She gave this caution at a two-day workshop for 40 women leaders in the Volta Region as part of WABA's countrywide education of women leaders on "Democracy and Human Rights".

Miss Ofori-Buadu explained that, marriage under the ordinance could be contracted between only the prospective spouses without the involvement of their extended family members but must be on registered premises such as the Registrar-General's Department or the Courts and must be supervised by officials authorised to do so. She explained also that in the case of churches, their premises must be registered and the presiding ministers must also be licensed to effect such marriages.

She further said that, couples in church supervised marriages would have to inform such presiding ministers as to the status of spousal relationship they wanted to enter into.

Miss Ofori-Buadu therefore, advised women to guard against being blinded by love and assurances by their suitors to rush into marriages that do not provide the type of legal protections they expect in marriage.

They should rather exercise patience, due diligence and take advantage of expert advice before getting into such relationships. She explained that customary marriage; marriage under the ordinance and Muslim or Mohammedan marriage are the three main types of legal marriages in Ghana, each of which has its distinct legal character and forms of protection.

Miss Ofori-Boadu said customary marriage is potentially polygamous and involves the consent of the families of both spouses, while marriage under the Ordinance excludes any polygamous relationships and could be contracted between both spouses only, excluding their extended family members.

The Mohammedan or Muslim marriage is also a potentially, polygamous marriage and is limited to four wives at most.

She cautioned that Church sanctioned marriages such as blessings in themselves are not sufficient to provide the type of protection available in marriages contracted under the ordinance.

She said the laws of the country provide for the security of surviving spouses and children even in cases where one spouse dies interstate as provided in the Interstate Succession Law, PNDC Law 1111.

She advised women to secure the registration of their customary marriages with the District Assemblies and that those who witness such registration should be family members on both sides as requires by law as a form of security against the inevitable.

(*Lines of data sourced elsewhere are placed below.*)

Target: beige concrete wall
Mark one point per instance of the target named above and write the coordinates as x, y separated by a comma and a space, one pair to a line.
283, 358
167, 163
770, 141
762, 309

Miss Ofori-Buadu said the laws of Ghana do not make any distinctions between children born outside marriage and in marriage as they are all entitled to benefit from the estate of their deceased parents, especially fathers.

She said children under the laws of Ghana also include adopted children including those adopted by relatives in the extended family.

Miss Leda Limann, of the Africa Legal Aid said there was need for the country's laws to recognise co-habitation of a man and a woman "as man and wife" for several years even though such relationships have not been formalised.

She said such recognition should be considered in the interest of women who find themselves trapped in such relationships most often for the sake of their children and the refusal of their "husbands" to formalise their relationships into marriages.